Form of dietary selenium affects mRNA encoding cholesterol biosynthesis and immune response elements in the early luteal phase bovine corpus luteum

Benjamin R Crites  1 Sarah N Carr  1 James C Matthews  1 Phillip J Bridges  1
Affiliations

Form of dietary selenium affects mRNA encoding cholesterol biosynthesis and immune response elements in the early luteal phase bovine corpus luteum

Benjamin R Crites et al. J Anim Sci. .

Abstract

Widespread regions of the southeast United States have soils, and hence forages, deficient in selenium (Se), necessitating Se supplementation to grazing cattle for optimal immune function, growth, and fertility. We have reported that supplementation with an isomolar 1:1 mix (MIX) of inorganic (ISe) and organic (OSe) forms of Se increases early luteal phase (LP) progesterone (P4) above that in cows on ISe alone. Increased early LP P4 advances embryonic development. Our objective was to determine the effect of form of Se on the transcriptome of the early LP corpus luteum (CL) with the goal of elucidating form of Se-regulated processes affecting luteal steroidogenesis and function. Non-lactating, 3-yr-old Angus-cross cows underwent 45-d Se-depletion, then repletion periods, and then at least 90 d of supplementation (TRT) with 35 ppm Se/d as either ISe (n = 5) or MIX (n = 5). CL were then recovered on day 7 of the estrous cycle, total RNA isolated, and the effect of TRT on the luteal transcriptome evaluated using bovine gene 1.0 ST arrays (Affymetrix, Inc., Santa Clara, CA). The abundance of transcripts in each CL was subjected to one-way ANOVA using Partek Genomic Suite software to determine TRT effects. Microarray analysis indicated a total of 887 transcripts that were differentially expressed and functionally annotated, with 423 and 464 up- and down-regulated (P < 0.05) in MIX vs. ISe CL, respectively. Bioinformatic analysis (Ingenuity Pathway Analysis) revealed the top TRT-affected canonical pathways to include seven specific to cholesterol biosynthesis and two to inflammatory responses. Results from the microarray analysis were corroborated by targeted real-time PCR. MIX CL had increased (P < 0.05) abundance of transcripts regulating cholesterol biosynthesis including DHCR7, DHCR24, and CYP51A1 (fold changes of 1.65, 1.48, and 1.40, respectively), suggesting MIX-induced increases in P4 to be due, in part, to increased availability of substrate to luteal cells. In addition, MIX CL had increased (P < 0.05) abundance of immune-response transcripts including C1QC, FAS, ILR8B, and IL1R1 (fold changes of 2.30, 1.74, 1.66, and 1.63, respectively).

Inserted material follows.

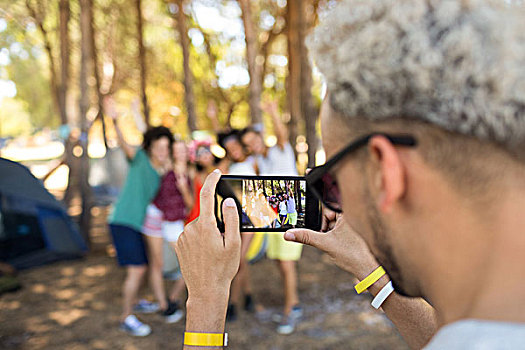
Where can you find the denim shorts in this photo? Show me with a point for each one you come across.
(129, 245)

SREBF1 mRNA was also increased (1.32-fold, P < 0.05) in the MIX CL, which increases cholesterol synthesis and stimulates IL1B, linking effects of form of supplemental Se (TRT) on cholesterol biosynthesis and immune function in the CL.

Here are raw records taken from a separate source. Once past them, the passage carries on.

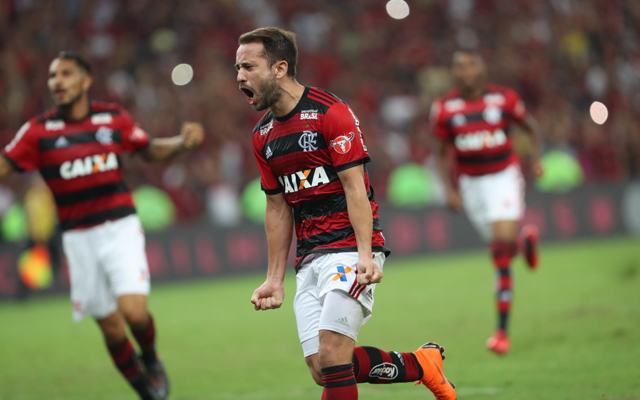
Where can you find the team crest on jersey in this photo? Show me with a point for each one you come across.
(306, 179)
(308, 114)
(101, 119)
(342, 144)
(89, 165)
(458, 120)
(308, 141)
(265, 129)
(104, 135)
(492, 115)
(55, 125)
(480, 140)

Keywords: cholesterol; corpus luteum; immune; progesterone; selenium; transcriptome.

Plain language summary

In regions with soils deficient in selenium (Se), producers should supplement this trace mineral to the diet of forage-grazing cattle. We previously reported that circulating concentrations of progesterone (P4) are affected by the form of Se supplemented to cows. In this report, we aimed to determine how the form of Se affects the transcriptome of the bovine CL, with the goal of elucidating form of Se effects on luteal steroidogenesis. Cows were supplemented with the industry standard, an inorganic form of Se, or a 1:1 mix of organic and inorganic forms (MIX), with corpora lutea recovered on day 7 of the estrous cycle. The effect of TRT (form of Se) on the luteal transcriptome was then evaluated using bovine gene 1.0 ST arrays (Affymetrix, Inc., Santa Clara, CA), with the results of the microarray analysis corroborated by targeted qPCR. Treatment altered >800 transcripts in the CL, including those regulating cholesterol biosynthesis and immune function. The effect of form of Se on luteal steroidogenesis appears to be the result of changes in cholesterol biosynthesis and uptake by luteal cells, with cross talk between immune and cholesterol regulatory pathways also apparent.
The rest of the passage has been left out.